It was all of eight feet long and supported by six crooked, saw-toothed legs. Huge, multiple eyes stared with preoccupation at the world. It advanced deliberately with clankings and clashings as of a hideous machine. Burl fled on the instant, running directly away from it.

A little depression lay in the ground before him. He did not swerve, but made to jump over it. As he leaped he saw the color of bare flesh, Saya, limp and helpless, sinking slowly into the ground with tricklings of dirt falling down to cover her. It seemed to Burl that she quivered a little.

Instantly there was a terrific struggle within Burl. Behind him was the giant meat-eating beetle; beneath him was Saya whom he loved. There was certain death lurching toward him on evilly crooked legs—and the life he had hoped for lay in a shallow pit. Of course he thought Saya dead.

Perhaps it was rage, or despair, or a simple human madness which made him act otherwise than rationally. The things which raise humans above brute creation, however, are only partly reasonable. Most human emotions—especially the creditable ones—cannot be justified by reason, and very few heroic actions are based upon logical thought.

Burl whirled as he landed, his puny spear held ready. In his left hand he held the haunch of a creature much like the one which clanked and rattled toward him. With a yell of insane defiance—completely beyond justification by reason—Burl flung that meat-filled leg at the monster.

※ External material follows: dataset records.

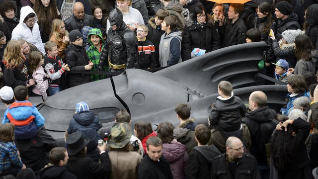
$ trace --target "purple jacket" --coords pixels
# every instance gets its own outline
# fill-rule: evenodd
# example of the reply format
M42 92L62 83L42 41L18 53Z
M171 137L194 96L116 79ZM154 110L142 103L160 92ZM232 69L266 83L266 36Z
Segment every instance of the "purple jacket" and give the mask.
M189 157L185 146L174 140L163 144L162 155L169 162L173 179L185 179L184 167Z

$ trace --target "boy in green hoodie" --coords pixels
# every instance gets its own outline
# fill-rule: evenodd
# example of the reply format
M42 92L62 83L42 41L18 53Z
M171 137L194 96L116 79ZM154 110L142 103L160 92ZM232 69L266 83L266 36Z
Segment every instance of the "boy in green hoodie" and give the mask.
M105 45L105 41L103 39L103 36L100 30L98 28L91 29L88 33L87 41L90 46L86 50L86 53L87 54L89 60L94 65L91 71L95 72L97 71L97 70L98 68L100 54ZM104 71L107 72L107 66L105 66L104 68ZM90 75L91 81L102 80L105 78L106 78L105 75Z

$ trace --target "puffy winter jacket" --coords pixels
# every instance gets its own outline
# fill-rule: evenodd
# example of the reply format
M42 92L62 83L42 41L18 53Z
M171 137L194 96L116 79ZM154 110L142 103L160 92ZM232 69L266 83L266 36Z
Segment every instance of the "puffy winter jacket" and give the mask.
M245 124L250 132L252 146L250 152L259 165L267 163L265 144L268 143L272 133L278 121L275 119L276 113L268 106L265 106L246 113L242 122Z
M318 50L318 4L313 4L307 9L306 22L308 26L306 34L310 38L316 49Z
M271 28L273 29L276 35L275 36L277 40L279 40L283 38L282 33L286 30L297 30L301 29L298 23L298 16L294 13L292 13L285 19L278 19L277 23L273 24Z
M171 0L165 6L165 9L169 12L169 15L174 15L177 18L177 29L183 32L184 29L184 16L182 13L182 5L177 1Z
M219 33L209 22L203 27L195 23L187 24L182 39L183 61L191 58L191 53L195 48L205 49L206 53L220 48Z
M270 40L270 41L272 40ZM276 61L279 59L285 59L288 62L289 68L294 68L297 62L295 56L295 43L282 45L281 40L279 42L277 42L277 40L273 40L272 42L273 50L274 54L276 56Z
M223 37L222 48L246 43L247 29L241 18L234 23L227 19L221 29L221 37Z
M35 14L35 22L32 30L23 22L26 16L31 13ZM21 8L21 14L19 24L12 31L12 39L19 40L22 39L34 45L36 48L43 54L45 54L44 47L41 39L41 34L39 29L39 25L37 23L37 16L34 10L28 5Z
M150 64L151 68L159 67L159 44L160 43L160 38L161 35L165 32L161 30L161 25L157 26L155 22L155 17L152 17L148 21L147 25L149 31L147 36L147 39L152 42L155 45L155 55L156 57L156 63L152 63Z
M65 19L64 23L65 23L65 28L69 32L75 29L80 31L83 27L86 25L93 28L95 27L94 26L94 17L88 14L85 14L83 20L78 19L73 14Z
M68 133L80 131L82 136L89 139L87 145L87 152L94 151L97 146L97 141L100 139L97 131L102 127L99 120L94 112L86 111L74 114L71 119Z
M234 95L227 99L218 97L209 115L211 128L222 131L234 131L239 129L241 117L245 116L246 109L242 100Z
M162 155L169 162L173 179L185 178L184 167L189 157L186 149L183 144L175 141L163 144Z
M88 57L84 48L73 44L66 49L65 59L71 71L84 71L84 66L88 65ZM70 87L89 82L89 75L68 74L67 77Z

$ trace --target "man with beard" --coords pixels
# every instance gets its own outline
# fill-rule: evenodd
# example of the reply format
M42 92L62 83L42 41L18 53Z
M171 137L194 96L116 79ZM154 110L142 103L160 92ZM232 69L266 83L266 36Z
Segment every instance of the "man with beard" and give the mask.
M254 156L244 152L245 147L236 137L230 137L227 152L213 160L211 179L260 179Z
M83 4L76 2L73 6L73 15L64 20L65 28L69 32L72 30L78 29L80 31L84 26L94 26L93 16L86 14Z
M107 37L107 44L101 55L98 69L102 71L108 61L108 71L123 72L134 67L137 54L136 35L123 20L123 14L116 8L109 13L111 27Z

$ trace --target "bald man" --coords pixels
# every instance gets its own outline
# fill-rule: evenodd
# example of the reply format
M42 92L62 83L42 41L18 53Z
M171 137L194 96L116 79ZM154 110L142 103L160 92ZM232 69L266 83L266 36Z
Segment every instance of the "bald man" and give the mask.
M56 6L61 12L62 19L65 20L73 14L73 4L76 2L80 2L85 7L85 13L92 15L90 4L87 0L56 0Z
M226 145L226 153L213 160L211 179L260 179L255 157L244 153L239 139L230 137Z
M64 21L66 29L71 32L73 30L81 31L84 26L95 28L92 16L85 14L85 8L80 2L76 2L73 5L73 14Z
M250 153L258 164L259 173L262 178L269 177L269 167L265 145L268 143L278 121L276 112L266 105L267 97L263 91L252 92L248 98L250 111L245 114L242 122L248 127L252 146Z

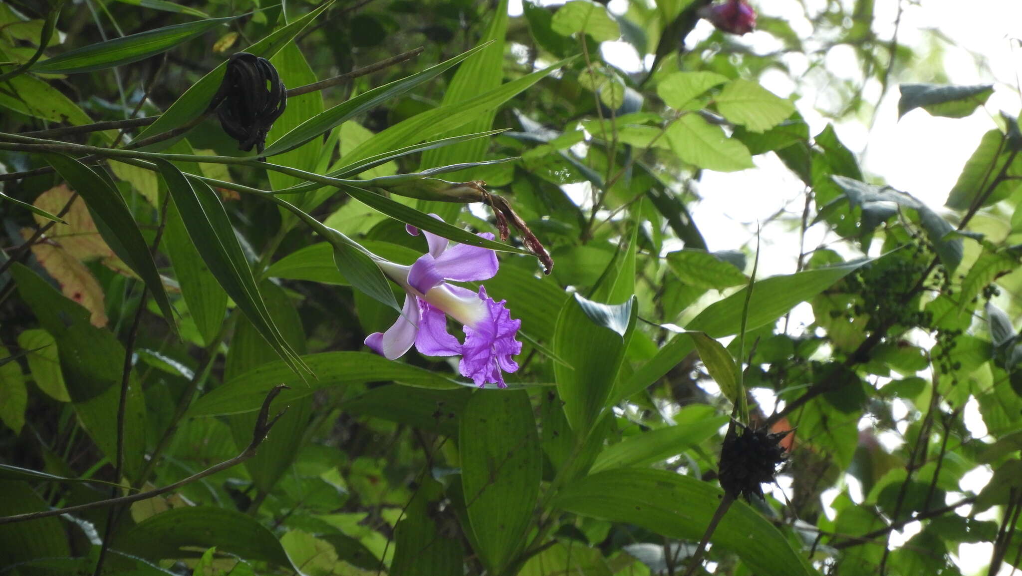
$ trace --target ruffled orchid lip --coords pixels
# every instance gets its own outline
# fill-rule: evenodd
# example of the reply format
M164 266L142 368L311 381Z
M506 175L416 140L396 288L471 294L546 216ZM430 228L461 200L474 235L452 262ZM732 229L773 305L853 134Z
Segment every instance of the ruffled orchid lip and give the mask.
M408 232L423 233L429 252L410 266L377 261L383 273L405 289L407 296L393 325L384 333L369 335L366 346L389 359L402 356L413 345L426 356L461 355L462 375L471 378L476 386L493 383L505 388L502 370L518 369L512 356L521 352L521 343L515 340L521 320L512 319L504 301L495 302L484 287L474 293L448 283L494 277L497 255L412 226ZM490 233L478 235L494 238ZM447 331L448 316L463 325L464 343Z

It hit. Undoubtedly, it hurt. The beetle seized it ferociously. It crushed it. There was meat in it, sweet and juicy.

The beetle devoured it. It forgot the man standing there, waiting for death. It crunched the leg-joint of a cousin or brother, confusing the blow with the missile that had delivered it. When the tidbit was finished it turned and lumbered off to investigate another mushroom thicket. It seemed to consider then an enemy had been conquered and devoured and that normal life could go on.

Then Burl stopped quickly, and dragged Saya from the grave the sexton-beetles had labored so feverishly to provide for her. Crumbled soil fell from her shoulders, from her face, and from her body. Three little eight-inch beetles with black and red markings scurried for cover in terrified haste. Burl carried Saya to a resting-place of soft mould to mourn over her.

He was a completely ignorant savage, save that he knew more of the ways of insects than anybody anywhere else—the Ecological Service, which had stocked this planet, not being excepted. To Burl the unconsciousness of Saya was as death itself. Dumb misery smote him, and he laid her down gently and quite literally wept. He had been beautifully pleased with himself for having slain one flying beetle. But for Saya's seeming death, he would have been almost unbearable with pride over having put another to flight. But now he was merely a broken-hearted, very human young man.

But a long time later Saya opened her eyes and looked about bewilderedly.